Travel writer Len Rutledge explores some of the world’s greatest temples in Luxor, Egypt…
Luxor is an hour’s flight up the Nile from Cairo.
Luxor grew out of the ruins of Thebes, the capital of Egypt from about 1500 to 1000 B.C.
Luxor is suffering badly at the moment because tourism has dramatically collapsed. This means it is a great time to visit.
Hotels have cut prices, tour guides are readily available, crowds are nowhere to be seen and everyone is going out of their way to be friendly, helpful and courteous.
Safety is on everyone’s minds and I must say my wife and I felt completely at ease everywhere we went.
We had gone to Luxor to see two massive temples – the Temple of Amun at Karnak and the Temple of Luxor – as well as the attractively-named Valley of the Kings. Each met our expectations and we then discovered there was much more to see and do.
The Temple of Amun (Karnak Temple)
This complex of three temples built over a 2000 year period is probably the biggest temple on Earth. Our expectations were high and as we wandered the site we became more and more impressed. The stillness of the whole place with its stone columns soaring against the brilliant blue sky was breathtaking.
The surfaces of the grand courtyards are all covered by fine carvings. The scale and detail is staggering. I thought of the vision, the work and the investment that went into this huge structure and then was told that all this could not even be seen at the time by the public. It was only for priests, royals, and the gods.
A Millennia later the public entered. We saw marks on the columns where Roman soldiers sharpened their swords, and early Christian images of Mary and Jesus are carved on the ancient pillars like graffiti. Many of the statues have had their noses cut off by the Romans to destroy the Pharaohs rebirth system.
The Luxor Temple
The Luxor Temple is all about the great warrior pharaoh, Ramses II even though it was started 100 years or more (around 1380 B.C.) before his reign. Two 25m pink granite obelisk built by Ramses once stood before the entrance gateway but today only one remains; the other stands in the Place De La Concorde in Paris.
The temple has been in almost continuous use as a place of worship. During the Christian era, the temple’s hypostyle hall was used as a Christian church. Then for many centuries the temple was buried and a mosque was eventually built over it. This mosque was carefully preserved when the temple was uncovered and forms an integral part of the site today.
Originally an avenue lined with sphinxes ran the entire 3km between the Luxor and Karnak Temples. This avenue is currently under excavation and reconstruction and you see a short completed section near Luxor Temple.
The Valley of the Kings
In about 1600 B.C. there was a big change in the style of royal tombs. Until then, kings were buried in pyramids, but these were consistently being robbed, which meant kings were waking up in the afterlife without their precious earthly possessions.
So, rather than mark their tombs with big pyramids, the kings started hiding their tombs underground in the valleys on the west side of the Nile.

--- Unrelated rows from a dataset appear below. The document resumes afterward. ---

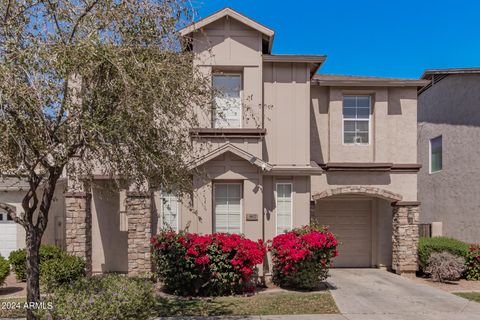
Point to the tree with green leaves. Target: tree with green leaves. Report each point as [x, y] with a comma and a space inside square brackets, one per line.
[93, 86]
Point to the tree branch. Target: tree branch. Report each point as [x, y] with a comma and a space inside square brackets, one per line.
[77, 23]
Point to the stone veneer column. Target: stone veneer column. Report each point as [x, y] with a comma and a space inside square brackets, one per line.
[405, 237]
[78, 225]
[139, 215]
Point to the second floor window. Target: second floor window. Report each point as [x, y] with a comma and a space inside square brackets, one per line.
[170, 206]
[227, 111]
[356, 119]
[436, 154]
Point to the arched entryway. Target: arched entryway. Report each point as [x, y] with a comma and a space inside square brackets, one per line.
[361, 217]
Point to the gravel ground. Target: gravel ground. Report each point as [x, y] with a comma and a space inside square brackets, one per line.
[455, 286]
[12, 288]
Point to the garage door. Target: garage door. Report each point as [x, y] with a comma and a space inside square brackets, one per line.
[351, 221]
[8, 235]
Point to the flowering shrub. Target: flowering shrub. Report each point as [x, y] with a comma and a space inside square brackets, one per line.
[302, 257]
[209, 265]
[472, 263]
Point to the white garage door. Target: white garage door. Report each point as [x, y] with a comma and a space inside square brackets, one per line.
[8, 235]
[351, 221]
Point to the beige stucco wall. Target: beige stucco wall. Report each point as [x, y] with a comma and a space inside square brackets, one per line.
[392, 128]
[109, 244]
[400, 183]
[231, 168]
[53, 234]
[451, 108]
[392, 138]
[227, 45]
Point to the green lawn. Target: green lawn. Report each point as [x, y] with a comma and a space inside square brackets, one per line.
[260, 304]
[474, 296]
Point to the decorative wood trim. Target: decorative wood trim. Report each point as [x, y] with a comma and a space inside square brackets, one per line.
[371, 166]
[406, 204]
[77, 194]
[138, 194]
[234, 132]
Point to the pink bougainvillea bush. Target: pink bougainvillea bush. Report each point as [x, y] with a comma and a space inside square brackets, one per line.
[208, 265]
[472, 263]
[302, 257]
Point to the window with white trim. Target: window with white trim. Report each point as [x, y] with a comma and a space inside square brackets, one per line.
[284, 207]
[227, 207]
[356, 119]
[170, 206]
[436, 154]
[227, 111]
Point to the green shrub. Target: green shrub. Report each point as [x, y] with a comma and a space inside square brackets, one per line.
[472, 263]
[4, 269]
[444, 266]
[18, 259]
[61, 270]
[427, 246]
[102, 297]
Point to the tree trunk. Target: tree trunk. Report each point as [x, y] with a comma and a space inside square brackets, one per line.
[33, 240]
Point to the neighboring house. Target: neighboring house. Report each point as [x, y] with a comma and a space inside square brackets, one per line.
[282, 147]
[449, 150]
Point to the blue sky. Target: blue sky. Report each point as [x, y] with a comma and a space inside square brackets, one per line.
[369, 37]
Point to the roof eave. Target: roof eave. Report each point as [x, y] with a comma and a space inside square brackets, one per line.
[227, 12]
[371, 83]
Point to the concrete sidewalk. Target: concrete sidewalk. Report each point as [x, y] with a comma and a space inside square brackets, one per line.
[280, 317]
[372, 294]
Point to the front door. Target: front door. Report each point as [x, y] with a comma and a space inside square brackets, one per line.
[227, 206]
[8, 234]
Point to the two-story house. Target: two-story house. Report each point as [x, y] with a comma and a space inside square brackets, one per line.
[449, 151]
[282, 146]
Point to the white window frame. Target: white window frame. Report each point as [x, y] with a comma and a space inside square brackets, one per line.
[214, 222]
[240, 74]
[430, 154]
[356, 119]
[4, 219]
[276, 205]
[164, 196]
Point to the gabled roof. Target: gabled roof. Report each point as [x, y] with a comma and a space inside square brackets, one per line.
[430, 72]
[269, 33]
[365, 81]
[228, 147]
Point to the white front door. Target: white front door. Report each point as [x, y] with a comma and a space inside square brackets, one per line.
[227, 207]
[8, 235]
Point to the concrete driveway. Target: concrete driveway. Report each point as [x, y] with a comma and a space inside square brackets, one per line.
[372, 294]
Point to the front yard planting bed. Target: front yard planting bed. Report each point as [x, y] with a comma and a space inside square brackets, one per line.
[8, 310]
[260, 304]
[474, 296]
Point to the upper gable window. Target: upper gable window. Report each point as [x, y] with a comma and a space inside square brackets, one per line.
[356, 119]
[227, 111]
[436, 154]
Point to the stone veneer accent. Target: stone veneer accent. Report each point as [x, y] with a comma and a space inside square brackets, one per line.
[373, 191]
[139, 215]
[405, 237]
[78, 225]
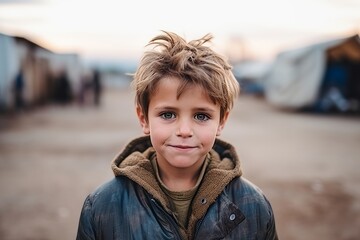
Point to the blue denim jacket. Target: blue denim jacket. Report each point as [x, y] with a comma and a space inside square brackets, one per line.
[126, 209]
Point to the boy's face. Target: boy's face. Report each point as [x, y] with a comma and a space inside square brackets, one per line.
[182, 130]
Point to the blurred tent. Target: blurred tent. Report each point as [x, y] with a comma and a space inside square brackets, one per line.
[322, 77]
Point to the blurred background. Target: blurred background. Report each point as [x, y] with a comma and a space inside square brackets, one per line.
[66, 106]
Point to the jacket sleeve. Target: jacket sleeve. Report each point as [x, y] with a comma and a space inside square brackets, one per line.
[271, 233]
[86, 229]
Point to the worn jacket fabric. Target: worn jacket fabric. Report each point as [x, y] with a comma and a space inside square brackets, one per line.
[133, 206]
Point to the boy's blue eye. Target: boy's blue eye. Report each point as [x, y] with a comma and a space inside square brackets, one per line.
[167, 115]
[201, 117]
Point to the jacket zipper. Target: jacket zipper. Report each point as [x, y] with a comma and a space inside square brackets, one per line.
[172, 220]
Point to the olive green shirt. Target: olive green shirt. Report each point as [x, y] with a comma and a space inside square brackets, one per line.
[180, 201]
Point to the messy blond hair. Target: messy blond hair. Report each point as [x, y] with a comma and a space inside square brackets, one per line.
[191, 62]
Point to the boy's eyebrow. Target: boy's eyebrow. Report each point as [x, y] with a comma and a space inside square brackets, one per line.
[199, 109]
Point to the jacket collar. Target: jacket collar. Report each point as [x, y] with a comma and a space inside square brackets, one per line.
[133, 162]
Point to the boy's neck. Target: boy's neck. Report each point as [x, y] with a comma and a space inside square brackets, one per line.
[182, 180]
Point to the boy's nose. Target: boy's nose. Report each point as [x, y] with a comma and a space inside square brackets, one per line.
[184, 129]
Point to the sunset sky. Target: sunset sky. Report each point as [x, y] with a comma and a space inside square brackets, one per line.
[112, 29]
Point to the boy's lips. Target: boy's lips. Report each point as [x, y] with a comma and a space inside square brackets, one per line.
[181, 146]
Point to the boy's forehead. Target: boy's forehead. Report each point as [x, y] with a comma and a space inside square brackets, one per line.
[178, 87]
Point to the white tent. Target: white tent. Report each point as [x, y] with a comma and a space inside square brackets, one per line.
[296, 75]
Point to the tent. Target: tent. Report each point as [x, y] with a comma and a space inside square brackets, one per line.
[323, 77]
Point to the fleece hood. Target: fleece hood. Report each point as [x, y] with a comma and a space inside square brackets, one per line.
[224, 165]
[133, 162]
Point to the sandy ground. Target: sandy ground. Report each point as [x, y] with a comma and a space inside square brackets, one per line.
[53, 156]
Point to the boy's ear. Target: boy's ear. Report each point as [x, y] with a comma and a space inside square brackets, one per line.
[222, 123]
[142, 119]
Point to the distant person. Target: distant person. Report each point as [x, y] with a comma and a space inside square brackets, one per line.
[179, 181]
[97, 87]
[63, 92]
[19, 86]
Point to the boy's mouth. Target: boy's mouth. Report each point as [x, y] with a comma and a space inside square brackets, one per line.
[182, 146]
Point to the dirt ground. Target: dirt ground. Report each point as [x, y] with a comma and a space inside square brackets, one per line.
[52, 157]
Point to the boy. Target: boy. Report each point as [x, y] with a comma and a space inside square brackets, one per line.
[179, 181]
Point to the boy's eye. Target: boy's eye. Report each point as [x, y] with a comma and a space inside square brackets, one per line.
[201, 117]
[167, 115]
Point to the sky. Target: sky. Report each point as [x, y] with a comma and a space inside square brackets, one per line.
[115, 29]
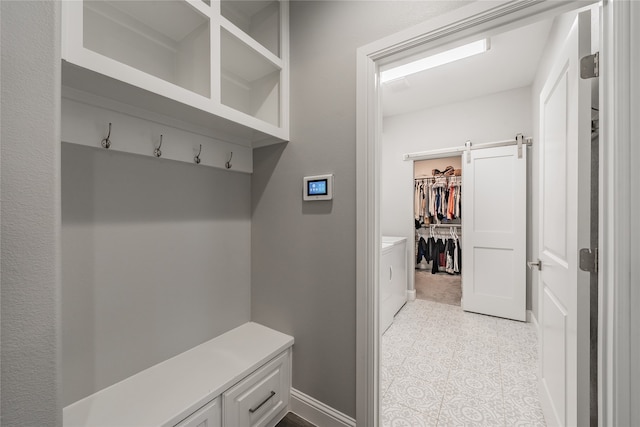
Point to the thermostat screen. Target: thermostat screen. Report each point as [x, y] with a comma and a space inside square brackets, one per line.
[317, 187]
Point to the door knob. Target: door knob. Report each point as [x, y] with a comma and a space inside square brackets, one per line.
[537, 264]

Each buried king was provided with all the necessary things that would provide a comfortable existence in the afterlife. The condition of the 63 tombs that have been discovered and the details on their walls is incredible after all these centuries. Most are decorated with scenes from Egyptian mythology.
The entry ticket to the valley allows you to visit three tombs out of several that are open but some require additional payment. Photography is not allowed in the tombs, however a visit to King Tutankhamun’s tomb is absolute must!
The Hatshepsut Temple
This is perhaps the most spectacular structure on the west bank. The mortuary temple was only discovered about 150 years ago and there is still some ongoing restoration work underway. The temple rises out of the desert in a series of terraces that from a distance merge with the sheer limestone cliffs behind.
This temple was built by Queen Hatshepsut, the first known female monarch, who ruled for about two decades. Her reign was one of the most prosperous and peaceful in Egypt’s history. When Thutmose III followed her as pharaoh, he had all evidence of her reign destroyed by erasing her name and having her image cut from all public monuments, even within this temple.
Although unknown for most of history, in the past 100 years her accomplishments have achieved global recognition and her stunning mortuary temple has become one of the most visited structures on the West Bank.
Need to know
There are few facilities for visitors on the West Bank. Most stay in Luxor and travel to the West Bank by bus or on a tour. All the major Luxor hotels offer tours.
Luxor is in the desert and the surroundings are hot and dusty. You need water and perhaps a snack when you are visiting most of the sights.